In this election year when all 186 seats in the Legislature are up for grabs, what’s happening right now at the Statehouse should send a clear message to voters: if you want more jobs and more economic opportunity for your kids and grandkids, never vote for a Democrat. Never. Ever.
If that sounds like a harshly partisan assessment, I won’t argue the point. What I will argue is that from my vantage point in the front row of the House chamber, it’s clear to me that the most extreme elements of the Democrat party are now in the driver’s seat at the Statehouse. Worse yet, rank-and-file Democrat legislators are marching in lockstep with leadership’s job-killing progressive agenda.
The latest skirmish in the Democrats’ war of attrition on the private-sector job market centers around “tax conformity,” the process of amending Maine’s state income tax to reflect recent business-friendly changes to the federal tax code.
During the public hearing before the Taxation Committee, more than a dozen witnesses testified in favor of full conformity. Representatives of Maine’s trucking and construction industries, as well as family-owned food processing and fuel delivery businesses urged legislators to fully conform to the bipartisan changes passed by Congress and signed into law by President Obama in December.

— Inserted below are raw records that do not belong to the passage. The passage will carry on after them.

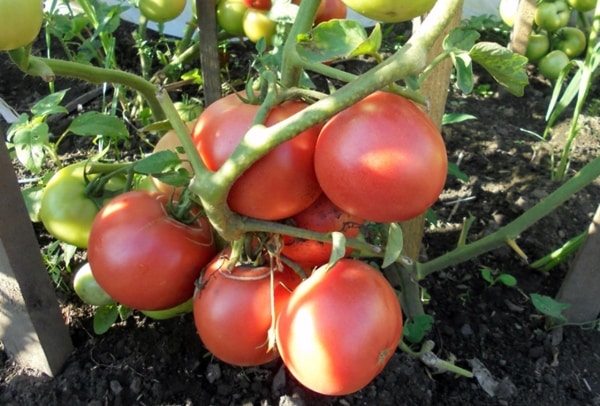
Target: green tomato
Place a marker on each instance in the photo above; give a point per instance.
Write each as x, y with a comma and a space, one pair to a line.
257, 25
538, 45
552, 64
390, 11
87, 288
66, 211
570, 40
552, 16
20, 22
230, 16
183, 308
161, 11
508, 11
582, 5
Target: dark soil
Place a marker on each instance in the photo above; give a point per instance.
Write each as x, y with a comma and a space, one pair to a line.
146, 362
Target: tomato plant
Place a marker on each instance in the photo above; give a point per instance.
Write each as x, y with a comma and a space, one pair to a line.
144, 258
552, 63
67, 211
551, 16
230, 16
161, 11
232, 309
87, 288
20, 22
570, 40
582, 5
257, 25
280, 184
390, 11
374, 168
322, 216
339, 328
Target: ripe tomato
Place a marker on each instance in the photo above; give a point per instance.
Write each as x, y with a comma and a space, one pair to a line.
280, 184
88, 290
322, 216
66, 211
20, 22
339, 328
232, 310
170, 141
390, 11
230, 15
161, 11
329, 10
258, 4
257, 25
144, 258
381, 159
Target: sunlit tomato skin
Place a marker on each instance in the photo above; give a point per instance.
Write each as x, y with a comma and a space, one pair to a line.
161, 11
322, 216
232, 310
280, 184
144, 258
340, 328
20, 22
390, 11
382, 159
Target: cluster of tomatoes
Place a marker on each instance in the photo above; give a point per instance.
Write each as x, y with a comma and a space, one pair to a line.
553, 43
334, 329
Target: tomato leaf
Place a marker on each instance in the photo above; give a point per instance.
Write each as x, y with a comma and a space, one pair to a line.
94, 123
394, 246
415, 329
104, 318
507, 67
548, 306
323, 42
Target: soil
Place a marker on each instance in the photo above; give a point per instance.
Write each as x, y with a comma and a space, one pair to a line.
145, 362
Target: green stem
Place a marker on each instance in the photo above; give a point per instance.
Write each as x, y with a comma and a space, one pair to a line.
94, 74
497, 239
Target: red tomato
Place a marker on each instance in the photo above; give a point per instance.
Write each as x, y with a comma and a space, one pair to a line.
258, 4
280, 184
144, 258
340, 328
322, 216
232, 310
329, 10
381, 159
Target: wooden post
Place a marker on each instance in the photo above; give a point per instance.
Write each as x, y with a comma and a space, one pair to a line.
581, 287
209, 51
31, 325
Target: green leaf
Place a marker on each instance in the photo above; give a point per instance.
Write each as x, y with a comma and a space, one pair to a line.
456, 172
331, 40
460, 39
455, 118
464, 71
30, 141
49, 105
94, 123
507, 67
104, 318
414, 330
548, 306
394, 246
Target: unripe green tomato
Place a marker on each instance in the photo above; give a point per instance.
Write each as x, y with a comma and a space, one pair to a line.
230, 16
20, 22
390, 11
538, 45
552, 64
88, 290
161, 11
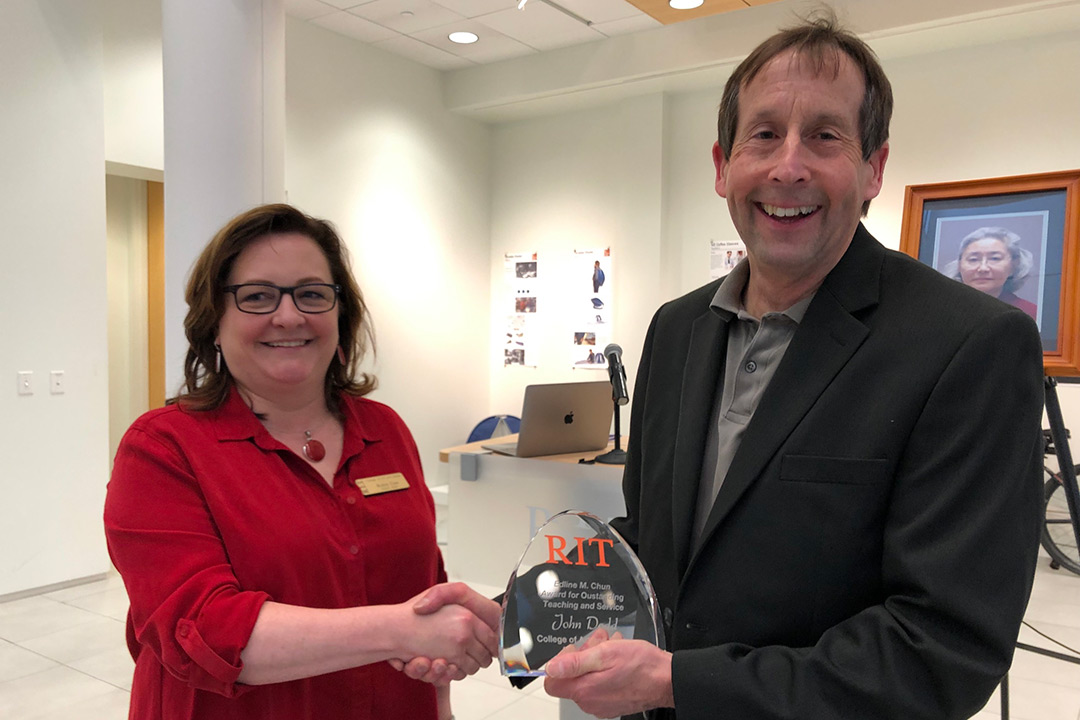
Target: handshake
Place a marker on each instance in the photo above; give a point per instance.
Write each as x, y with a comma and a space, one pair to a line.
451, 632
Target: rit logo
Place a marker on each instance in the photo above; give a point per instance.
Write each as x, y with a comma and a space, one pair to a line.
556, 544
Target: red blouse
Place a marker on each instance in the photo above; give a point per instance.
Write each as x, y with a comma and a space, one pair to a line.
207, 516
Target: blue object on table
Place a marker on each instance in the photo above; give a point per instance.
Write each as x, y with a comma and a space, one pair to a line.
497, 425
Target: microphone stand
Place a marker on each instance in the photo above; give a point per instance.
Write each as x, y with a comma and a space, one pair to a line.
618, 456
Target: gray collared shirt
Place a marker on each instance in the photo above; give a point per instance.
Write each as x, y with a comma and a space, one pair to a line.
755, 348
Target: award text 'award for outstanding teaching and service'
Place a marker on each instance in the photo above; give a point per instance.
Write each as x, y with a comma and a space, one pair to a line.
576, 575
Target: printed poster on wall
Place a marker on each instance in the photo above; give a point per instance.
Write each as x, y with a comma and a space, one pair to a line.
590, 322
520, 297
724, 255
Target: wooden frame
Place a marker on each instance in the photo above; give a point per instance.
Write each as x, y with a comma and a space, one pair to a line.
1043, 213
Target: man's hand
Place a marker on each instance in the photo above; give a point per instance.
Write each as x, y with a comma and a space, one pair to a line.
441, 671
611, 677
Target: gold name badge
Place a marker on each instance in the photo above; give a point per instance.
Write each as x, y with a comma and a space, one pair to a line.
380, 484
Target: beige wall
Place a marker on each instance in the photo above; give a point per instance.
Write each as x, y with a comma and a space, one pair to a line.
126, 281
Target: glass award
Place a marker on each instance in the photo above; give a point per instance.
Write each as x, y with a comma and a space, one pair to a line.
575, 576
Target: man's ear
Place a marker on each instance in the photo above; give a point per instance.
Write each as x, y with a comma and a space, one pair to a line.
721, 168
876, 176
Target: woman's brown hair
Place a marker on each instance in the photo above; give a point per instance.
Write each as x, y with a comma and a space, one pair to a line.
206, 385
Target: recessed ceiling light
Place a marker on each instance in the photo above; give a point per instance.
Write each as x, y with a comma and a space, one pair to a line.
463, 38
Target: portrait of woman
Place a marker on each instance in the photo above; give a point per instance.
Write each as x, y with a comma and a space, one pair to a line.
991, 260
271, 524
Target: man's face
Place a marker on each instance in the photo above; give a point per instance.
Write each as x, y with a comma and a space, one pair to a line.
796, 179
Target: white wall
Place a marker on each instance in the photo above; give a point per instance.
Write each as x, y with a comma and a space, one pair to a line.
134, 110
52, 197
370, 148
584, 179
975, 111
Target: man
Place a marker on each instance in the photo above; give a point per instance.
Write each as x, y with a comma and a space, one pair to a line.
834, 463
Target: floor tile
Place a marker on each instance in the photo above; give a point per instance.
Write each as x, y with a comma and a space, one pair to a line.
16, 662
91, 638
52, 691
529, 707
113, 666
32, 617
473, 700
110, 706
110, 582
1033, 700
111, 602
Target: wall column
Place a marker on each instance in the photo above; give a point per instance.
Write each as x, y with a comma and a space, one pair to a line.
225, 133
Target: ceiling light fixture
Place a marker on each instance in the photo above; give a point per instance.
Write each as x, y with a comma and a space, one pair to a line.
463, 38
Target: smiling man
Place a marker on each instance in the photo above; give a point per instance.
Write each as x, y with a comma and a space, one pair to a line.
835, 456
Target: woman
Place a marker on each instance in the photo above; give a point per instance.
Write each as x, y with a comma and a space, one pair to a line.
993, 261
271, 526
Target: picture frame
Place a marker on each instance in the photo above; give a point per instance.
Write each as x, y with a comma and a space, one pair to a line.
1016, 238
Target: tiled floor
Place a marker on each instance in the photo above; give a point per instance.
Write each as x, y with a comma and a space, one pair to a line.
63, 657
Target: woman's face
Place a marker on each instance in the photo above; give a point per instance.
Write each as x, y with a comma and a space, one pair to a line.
284, 353
986, 265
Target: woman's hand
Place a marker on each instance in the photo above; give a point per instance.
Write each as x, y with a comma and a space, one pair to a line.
442, 670
451, 624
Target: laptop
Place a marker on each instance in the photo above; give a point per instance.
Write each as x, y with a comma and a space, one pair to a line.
561, 418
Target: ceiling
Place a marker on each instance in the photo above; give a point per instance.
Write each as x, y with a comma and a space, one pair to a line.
418, 29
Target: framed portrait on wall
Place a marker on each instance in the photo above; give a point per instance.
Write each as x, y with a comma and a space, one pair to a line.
1013, 238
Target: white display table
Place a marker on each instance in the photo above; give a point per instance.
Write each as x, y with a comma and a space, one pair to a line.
493, 517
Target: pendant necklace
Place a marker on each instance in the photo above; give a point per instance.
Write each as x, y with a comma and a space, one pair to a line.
313, 450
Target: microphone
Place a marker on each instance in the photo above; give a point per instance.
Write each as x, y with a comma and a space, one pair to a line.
617, 372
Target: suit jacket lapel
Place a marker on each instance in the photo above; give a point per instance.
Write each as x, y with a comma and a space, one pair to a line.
825, 340
709, 343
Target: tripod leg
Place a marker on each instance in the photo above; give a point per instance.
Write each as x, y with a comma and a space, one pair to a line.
1004, 697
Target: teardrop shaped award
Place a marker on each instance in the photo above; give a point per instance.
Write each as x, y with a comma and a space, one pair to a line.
576, 575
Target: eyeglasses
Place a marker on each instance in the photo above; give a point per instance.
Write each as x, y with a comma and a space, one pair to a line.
262, 299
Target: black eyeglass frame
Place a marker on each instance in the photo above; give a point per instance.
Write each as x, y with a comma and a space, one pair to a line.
282, 291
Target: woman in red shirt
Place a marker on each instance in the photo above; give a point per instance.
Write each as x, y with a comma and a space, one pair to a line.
272, 526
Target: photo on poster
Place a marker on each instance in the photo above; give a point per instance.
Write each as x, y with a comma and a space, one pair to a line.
515, 356
1014, 239
1001, 254
724, 255
520, 293
516, 345
591, 296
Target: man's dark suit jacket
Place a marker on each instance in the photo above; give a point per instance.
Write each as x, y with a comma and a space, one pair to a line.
872, 548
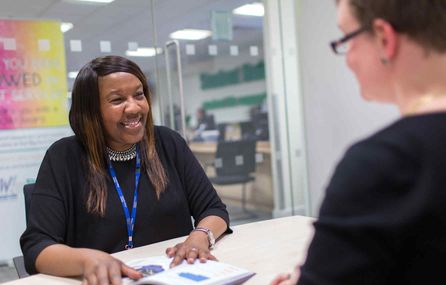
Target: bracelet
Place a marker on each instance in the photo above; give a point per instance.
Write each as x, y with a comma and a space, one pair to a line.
209, 234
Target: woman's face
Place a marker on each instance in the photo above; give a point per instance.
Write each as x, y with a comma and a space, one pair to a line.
363, 57
124, 109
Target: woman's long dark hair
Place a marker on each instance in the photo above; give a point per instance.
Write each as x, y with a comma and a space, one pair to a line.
86, 122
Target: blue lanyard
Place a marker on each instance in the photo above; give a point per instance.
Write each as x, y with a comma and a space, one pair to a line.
130, 220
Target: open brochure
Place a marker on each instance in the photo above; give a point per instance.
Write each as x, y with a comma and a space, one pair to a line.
156, 271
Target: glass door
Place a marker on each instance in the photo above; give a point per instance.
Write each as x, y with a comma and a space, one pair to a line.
211, 88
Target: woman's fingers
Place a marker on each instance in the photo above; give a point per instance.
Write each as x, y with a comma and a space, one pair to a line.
192, 255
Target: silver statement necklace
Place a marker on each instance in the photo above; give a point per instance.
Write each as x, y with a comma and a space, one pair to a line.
122, 155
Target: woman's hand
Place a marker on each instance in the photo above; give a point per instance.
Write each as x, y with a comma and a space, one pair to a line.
101, 268
287, 278
196, 246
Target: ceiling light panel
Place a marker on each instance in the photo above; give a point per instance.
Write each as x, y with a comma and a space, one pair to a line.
253, 9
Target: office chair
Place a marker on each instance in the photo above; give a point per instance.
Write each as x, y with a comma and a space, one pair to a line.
234, 164
19, 262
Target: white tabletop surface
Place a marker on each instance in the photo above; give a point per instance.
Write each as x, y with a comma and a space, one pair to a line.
266, 248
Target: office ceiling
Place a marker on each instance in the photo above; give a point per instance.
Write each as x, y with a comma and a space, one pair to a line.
124, 21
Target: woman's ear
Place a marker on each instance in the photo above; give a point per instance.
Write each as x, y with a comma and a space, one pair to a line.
387, 39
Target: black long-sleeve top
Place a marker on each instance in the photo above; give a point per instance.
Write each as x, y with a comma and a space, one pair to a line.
58, 213
383, 220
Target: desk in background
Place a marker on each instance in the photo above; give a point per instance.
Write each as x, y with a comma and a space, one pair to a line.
267, 248
261, 196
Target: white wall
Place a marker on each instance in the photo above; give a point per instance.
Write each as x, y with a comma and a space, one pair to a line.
335, 115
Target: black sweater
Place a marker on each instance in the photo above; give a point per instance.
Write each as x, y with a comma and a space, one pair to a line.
383, 220
58, 214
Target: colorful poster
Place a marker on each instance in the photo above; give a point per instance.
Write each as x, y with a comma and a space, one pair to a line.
33, 84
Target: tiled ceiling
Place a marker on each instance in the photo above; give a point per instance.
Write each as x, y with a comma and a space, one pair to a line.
124, 21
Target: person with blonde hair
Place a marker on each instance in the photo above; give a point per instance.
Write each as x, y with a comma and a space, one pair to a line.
383, 219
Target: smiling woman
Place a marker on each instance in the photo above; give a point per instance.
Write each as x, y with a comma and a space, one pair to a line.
124, 108
117, 159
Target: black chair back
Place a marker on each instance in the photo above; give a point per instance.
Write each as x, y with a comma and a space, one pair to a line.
235, 158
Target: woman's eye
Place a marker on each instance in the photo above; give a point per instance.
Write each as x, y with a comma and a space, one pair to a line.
116, 101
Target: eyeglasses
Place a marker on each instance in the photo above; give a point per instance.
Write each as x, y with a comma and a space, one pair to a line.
341, 46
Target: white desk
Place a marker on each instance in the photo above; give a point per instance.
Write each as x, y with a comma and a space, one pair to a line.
266, 247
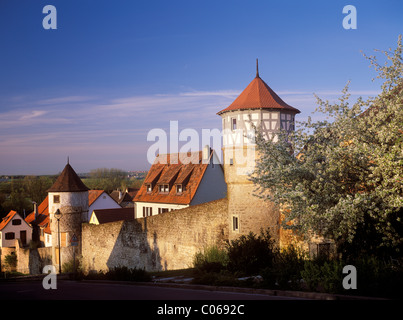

Most important to these job creators is predictability with regard to deducting expenses for equipment purchases. A token one-year extension of the depreciation allowance leaves them vulnerable to having the rug pulled from beneath their feet next year after they have taken the calculated risk of investing in the growth of their businesses.
But Democrats in the Maine House of Representatives chose to ignore the job creators, and listened instead to leftist radical Ben Chin, paid lobbyist for the far-left Maine Peoples Alliance. With an annual budget approaching $2 million, the Maine Peoples Alliance and its twin sister nonprofit Maine Peoples Resource Center are the tail that wags the Democrat donkey in Maine politics. In conservative circles, we refer to them as the Marxist Peoples Alliance.
After the state Senate unanimously passed full conformity without objection by a single Democrat, Chin and his political machine turned up the heat on House Democrats and effectively derailed tax conformity with a poison-pill amendment in the House.
Sponsored by Rep. Ryan Tipping-Spitz (D- Orono) – whose brother Mike Tipping is communications director for the Maine Peoples Alliance — the House amendment is a job-killer. The amendment guts full conformity, and adds a totally unrelated spending provision that raids the state’s Rainy Day fund for a $22 million payout for school subsidies. The additional spending is on top of an $83 million increase in state aid to education in the biennial budget enacted just seven months ago. Over the past decade, education spending is up 18% while school enrollment has fallen by 13%. Meanwhile, student achievement is flat, with just 38% of Maine 8th-graders proficient in reading.
Tax conformity is now being held hostage to an unwarranted increase in school subsidies that never saw the light of day in a public hearing. At this writing, Democrats are dug in, and they are prepared to kill tax conformity if they don’t get their way on hijacking $22 million from the Rainy Day fund.
Not a single Democrat in the House broke ranks on the Tipping-Spitz amendment. They have effectively taken tax conformity hostage, and now they’re threatening to shoot the hostage if we refuse to pay their ransom demand. This bizarre spectacle is being played out in a very public forum, while Maine’s family-owned businesses are left in limbo, unable to file their state tax returns until the hostage is either released or killed.
The message from Maine to the rest of the country couldn’t be clearer: Maine is NOT open for business, and majority Democrats have no interest in growing private-sector jobs. The only jobs they want to create are government jobs, and jobs in the Nanny State nonprofit industrial complex that feeds off state government programs.
That’s why middle-class Mainers, people who get up and go to work in the morning to support their families, cannot afford to send Democrats to the Legislature. I don’t care if it’s your next-door neighbor, your Sunday School teacher, or your kid’s basketball coach. When Democrat legislators arrive at the Statehouse, they are whipped into line by their leadership and the Marxist Peoples Alliance. The House vote on tax conformity was just the latest example of how partisan politics works under the dome in Augusta.
Remember in November, Maine people. Friends don’t let friends vote Democrat.